DIED. ELDRIDGE CLEAVER, 62, former Black Panther firebrand and prophet of black empowerment; of undisclosed causes; in Pomona, Calif. While serving a jail term for assault, Cleaver took up the idea of black power and penned Soul on Ice, his radical 1968 polemic on black rage. He joined the Black Panther Party on his release. Two years later, after a gunfight with police in Oakland, he fled to Algeria, Cuba and Paris, living in exile for eight years. Abroad, he embraced fervent anticommunism and evangelical Christianity. Addiction to crack and petty crimes followed his return to the U.S., as did an unsuccessful 1986 bid for a G.O.P. Senate nomination in California.

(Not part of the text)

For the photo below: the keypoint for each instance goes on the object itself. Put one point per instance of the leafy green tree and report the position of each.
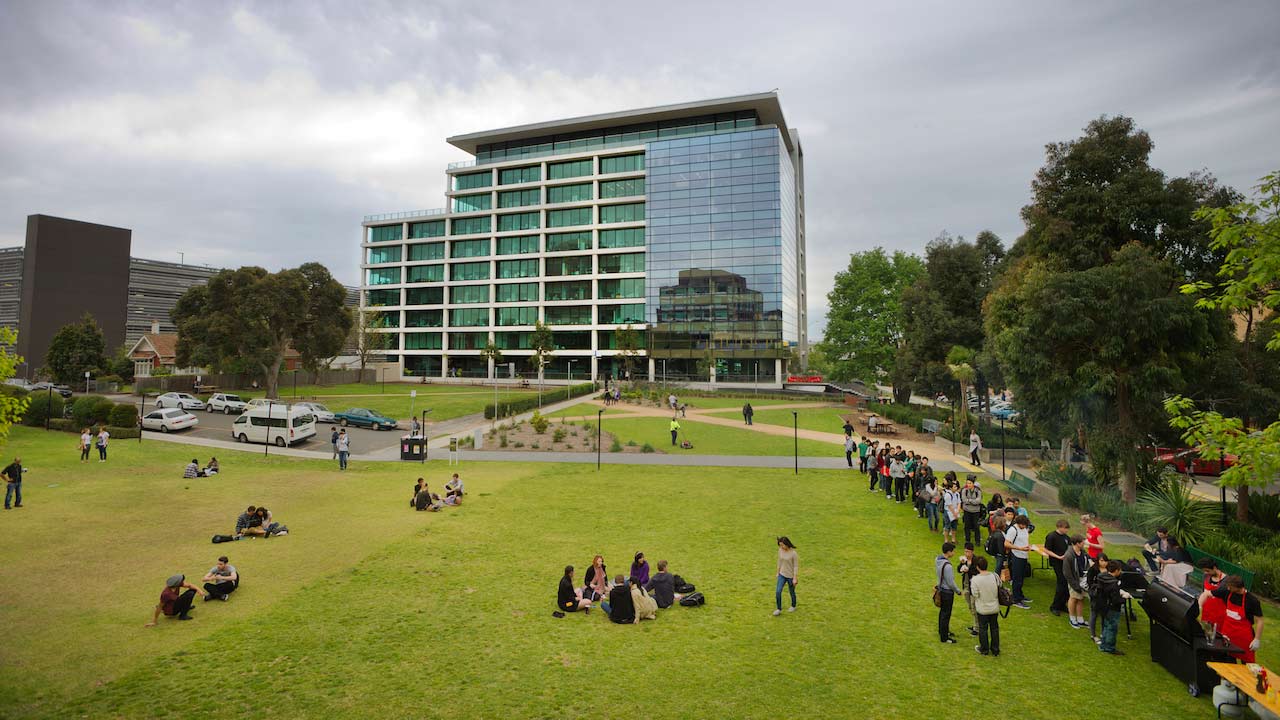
(76, 349)
(255, 317)
(864, 317)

DIED. BISHOP JUAN GERARDI CONEDERA, 75, Guatemalan champion of human rights; from a bludgeoning he received two days after issuing a report that blamed the military for most of the deaths and disappearances that occurred during his country's 36-year civil war; in Guatemala City.

DIED. WRIGHT MORRIS, 88, writer-photographer of the middle-American gothic, who spun Fargo-like tales of small-town strangeness about his native Nebraska; in Mill Valley, Calif. His 33 books netted awards, but his plainspoken prose didn't sell well, dooming Morris to the dubious distinction of being one of America's most admired but least read men of letters.